Transcription de conférence « Et si on laissait les utilisateurs et les utilisatrices personnaliser l’interface ? » — seconde partie
Attention ! Cet article a été écrit en 2021. Son contenu a peut-être besoin d’une mise à jour. Complétez votre veille avec des articles plus récents, par exemple en consultant les nouveautés de notre blog accessibilité numérique, ou en lançant une recherche pour trouver des articles similaires, mais à jour.
Voici la seconde partie de la transcription de notre conférence « Et si on laissait les utilisateurs et les utilisatrices personnaliser l’interface ? », dont la première partie a été publiée la semaine dernière.
Bonne lecture !
Demain : vers une standardisation de la personnalisation des interfaces
Le handicap cognitif dans la norme
Pour comprendre comment la prise en compte des handicaps cognitifs par le numérique a évolué, il faut aller voir ce qu’il se passe dans les normes et référentiels. Les WCAG 2.0 et le RGAA 3 proposaient déjà des critères qui prennent en charge le handicap cognitif, les troubles du langage et de l’attention.
Par exemple, le critère simple A 13.8, que l’on retrouve aujourd’hui dans le RGAA 4, demande à ce que les contenus en mouvement ou clignotants puissent être arrêtés par l’utilisateur ou l’utilisatrice. On peut également citer le critère 13.14, de niveau triple A (AAA), qui existait dans le RGAA 3 :
« Dans chaque page web, chaque texte qui nécessite un niveau de lecture plus avancé que le premier cycle de l’enseignement secondaire a-t-il une version alternative ? »
Mais on peut également citer le critère 13.9 du RGAA 3, de niveau triple A (AAA), qui demandait l’explicitation des expressions inhabituelles et du jargon. Pour rappel, les critères d’accessibilité sont répartis en trois niveaux A, double A (AA) et triple A (AAA).
Le niveau légal d’accessibilité est le niveau AA, qui regroupe l’ensemble des critères A et AA. Les critères triple A, quant à eux, ne font pas partie de l’obligation légale, et sont donc rarement pris en compte.

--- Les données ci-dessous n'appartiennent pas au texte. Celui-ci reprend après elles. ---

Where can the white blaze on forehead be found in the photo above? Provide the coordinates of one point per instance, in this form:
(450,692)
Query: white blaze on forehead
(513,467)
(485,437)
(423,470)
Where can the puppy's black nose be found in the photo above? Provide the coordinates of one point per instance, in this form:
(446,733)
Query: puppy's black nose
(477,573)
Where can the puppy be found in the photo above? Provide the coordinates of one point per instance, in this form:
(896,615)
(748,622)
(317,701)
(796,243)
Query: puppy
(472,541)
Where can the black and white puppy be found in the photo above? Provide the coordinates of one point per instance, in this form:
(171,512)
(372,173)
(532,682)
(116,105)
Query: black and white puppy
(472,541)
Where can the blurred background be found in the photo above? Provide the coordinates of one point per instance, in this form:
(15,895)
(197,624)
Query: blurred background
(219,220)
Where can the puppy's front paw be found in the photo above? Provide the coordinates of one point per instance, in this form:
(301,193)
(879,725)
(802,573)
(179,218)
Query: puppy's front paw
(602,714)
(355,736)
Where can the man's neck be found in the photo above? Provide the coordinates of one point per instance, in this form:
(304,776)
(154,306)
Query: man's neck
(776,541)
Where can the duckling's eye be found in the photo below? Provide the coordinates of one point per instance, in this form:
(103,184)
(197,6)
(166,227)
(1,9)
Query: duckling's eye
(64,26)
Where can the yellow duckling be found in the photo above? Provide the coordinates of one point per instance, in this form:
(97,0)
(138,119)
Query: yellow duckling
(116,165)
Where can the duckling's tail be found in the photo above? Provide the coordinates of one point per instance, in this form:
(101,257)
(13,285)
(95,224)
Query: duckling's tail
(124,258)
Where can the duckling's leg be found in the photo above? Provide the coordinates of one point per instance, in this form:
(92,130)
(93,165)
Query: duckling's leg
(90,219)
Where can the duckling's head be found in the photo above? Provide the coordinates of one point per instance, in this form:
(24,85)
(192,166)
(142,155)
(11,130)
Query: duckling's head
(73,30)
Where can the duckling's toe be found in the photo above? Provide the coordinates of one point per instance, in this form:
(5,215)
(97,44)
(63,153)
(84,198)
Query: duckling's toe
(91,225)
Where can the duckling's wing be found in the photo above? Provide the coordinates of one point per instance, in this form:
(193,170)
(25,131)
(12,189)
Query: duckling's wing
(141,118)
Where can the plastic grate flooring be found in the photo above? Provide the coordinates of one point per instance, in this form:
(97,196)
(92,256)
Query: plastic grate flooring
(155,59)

Les handicaps cognitifs sont donc faiblement pris en compte par les normes d’accessibilité, a fortiori maintenant que les critères AAA ont été supprimés du RGAA 4, alors qu’ils sont toujours présents dans WCAG 2.1. Avec la mise à jour WCAG 2.1, publiée en juin 2018, on a vu apparaître deux nouveaux critères qui traitent des troubles du langage :
- 1.3.5 Input purpose de niveau double A (AA), qui entre donc dans l’obligation légale, et qui a été transposé dans le RGAA 4 dans le critère 11.13 ;
- 1.3.6 Identify purpose, de niveau triple A (AAA), donc facultatif.
Ces deux nouveaux critères ont les mêmes attentes : en effet, dans les deux cas, il est demandé que la fonction de chaque composant (contrôle de formulaire, structure de document, icône, etc.) puisse être déterminée par un programme informatique.
Techniquement, il va s’agir d’ajouter des éléments de description, des attributs et des propriétés à ces composants, afin qu’un agent utilisateur (navigateur, technologie d’assistance) puisse les exploiter. Pour l’heure, il est important de noter que ces deux critères ont des portées différentes :
- le critère 1.3.5 Input purpose (AA) dans WCAG 2.1 et le critère 11.13 du RGAA 4 ne concernent que les champs de formulaires ;
- le critère 1.3.6 Identify purpose (AAA) dans WCAG 2.1, non transposé dans le RGAA 4, s’applique à l’ensemble des composants de l’interface, y compris la structure du document, les icônes, etc.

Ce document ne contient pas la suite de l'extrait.